今回新たに発表されたものは、保険金受取人の範囲を拡大し、同性パートナーへも受取を可能にする画期的なものだ。
同性パートナーへの施策を行った理由は?
説明会では、ライフネット生命の代表取締役社長兼COO岩瀬氏が登壇。
「同性パートナーへの保険金受取範囲の拡大はごくごく自然のことです。2年ほど前から、社内の有志たちによる勉強会を行い検討を重ねてきました。」と語り、同施策は、当事者のニーズをヒアリングし勉強会を行う中で、なるべくしてなったものと語る。
例えば、LGBT当事者が死亡保障に関するニーズとして以下が挙げられる。
具体的なサービス内容とは?
今回のサービスは、異性・同性問わず申し込みフローに大差はない。保険加入にあたり以下書類が必要となる。
⑴ 住民票
⑵ ライフネット生命所定の確認書(※同性パートナーのみ)
同性パートナーを証明する上で、ライフネット生命では独自の確認書を設けている。これについて岩瀬氏はこう述べる。「同性パートナーを証明する上で、渋谷区・世田谷区の同性パートナー証明書の提出を検討しましたが、どうしても区限定のものになっては意味がないので、自社独自の確認書を作ることにしました。」
確認書では、同性パートナーが指定できる他、もしパートナー関係を解消した場合は受取人を変更することも可能。
同性パートナーに保険受取人を行うことのリスクは?
同性パートナーへ保険受取範囲を拡大することで、モラルリスク(保険金の不正取得)が起きる可能性がある。この件ついてはライフネット側はどう対策を取るのだろうか?

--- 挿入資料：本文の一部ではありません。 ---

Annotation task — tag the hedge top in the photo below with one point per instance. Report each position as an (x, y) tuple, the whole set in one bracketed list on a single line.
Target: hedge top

岩瀬氏「私たちが現状行っている、異性間の事実婚と、今回の同性カップルへの適用は、モラルリスクとしては同程度という結論に至りました。」続けて、「我々は、法律上の婚姻関係ではない同性パートナーも、生計を一にすることは『家族』とみなしています。」と明言した。
今後の課題とは?
同性パートナーの保険金受取が可能になったものの、今後の課題もある。同性パートナーは法定相続人(法律上の配偶者・子)では無い為、保険金を受け取る場合は相続税がかかるのだ。
これは日本の税制度に起因するものなので、現状は仕方が無いといえる。以下、相続税を表した参考資料。
岩瀬氏は、「私たちは同性パートナーを特別視するわけでなく、一般の方々と同等の保険サービスを受けられることを目的としています。」と語っている。
相続税の負担など問題点はあるものの、今回発表された同性パートナーへの施策は、日本の保険サービスにおいて革新的だ。
生涯のパートナーを持つ人や、これまで保険加入を諦めていたLGBTにとって大きなメリットになり得るだろう。